“And the 'Four Counties,'” added Hankes. “Driscoll is ready with four thousand of the notes 'to open the ball,' as he says, and when Terry's name gets abroad it will be worse to them than a placard on the walls.”

“I shall not be sorry for the 'Four Counties.' It was Mr. Morris, the chairman, had the insolence to allude to me in the House, and ask if it were true that the Ministry had recommended Mr. Davenport Dunn as a fit object for the favors of the Crown? That question, sir, placed my claim in abeyance ever since. The Minister, pledged solemnly to me, had to rise in his place and say 'No.' Of course he added the stereotyped sarcasm, 'Not that, if such a decision had been come to, need the Cabinet have shrunk from the responsibility through any fears of the honorable gentleman's indignation.'”

“Well, Mr. Morris will have to pay for his joke now,” said Hankes. “I 'm told his whole estate is liable to the Bank.”

“Every shilling of it. Driscoll has got me all the details.”

“Lushington will be the great sufferer by the 'Tyrawley,'” continued Hankes.

“Another of them, Hankes,—another of them,” cried Dunn, rubbing his hands joyfully. “Tom Lushington—the Honorable Tom, as they called him—blackballed me at 'Brookes's. They told me his very words: 'It's bad enough to be “Dunned,” as we are, out of doors, but let us, at least, be safe from the infliction at our Clubs.' A sorry jest, but witty enough for those who heard it.”

“I don't think he has sixpence.”

“No, sir; nor can he remain a Treasury Lord with a fiat of bankruptcy against him. So much, then, for Tom Lushington! I tell you, Hankes,” said he, spiritedly, “next week will have its catalogue of shipwrecks. There's a storm about to break that none have yet suspected.”

“There will be some heavy sufferers,” said Hankes gravely.

“No doubt, no doubt,” muttered Dunn. “I never heard of a battle without killed and wounded. I tell you, sir, again,” said he, raising his voice, “before the week ends the shore will be strewn with fragments; we alone will ride through the gale unharmed. It is not fully a month since I showed the Chief Secretary here—ay, and his Excellency, also—the insolent but insidious system of attack the Government journals maintain against me, the half-covert insinuations, the impertinent queries, pretended inquiries for mere information's sake.

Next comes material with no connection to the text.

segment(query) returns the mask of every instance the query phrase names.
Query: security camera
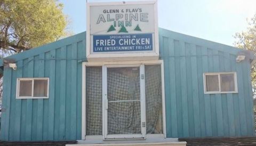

Of course, I got for answer the usual cant about 'freedom of the press,' 'liberty of public discussion,' with the accustomed assurance that the Government had not, in reality, any recognized organ; and, to wind up, there was the laughing question, 'And what do you care, after all, for these fellows?' But now I will show what I do care,—that I have good and sufficient reason to care,—that the calumnies which assail me are directed against my material interests; that it is not Davenport Dunn is 'in cause,' but all the great enterprises associated with his name; that it is not an individual, but the industry of a nation, is at stake; and I will say to them, 'Protect me, or—' You remember the significant legend inscribed on the cannon of the Irish Volunteers, 'Independence or—' Take my word for it, I may not speak as loudly as the nine-pounder, but my fire will be to the full as fatal!”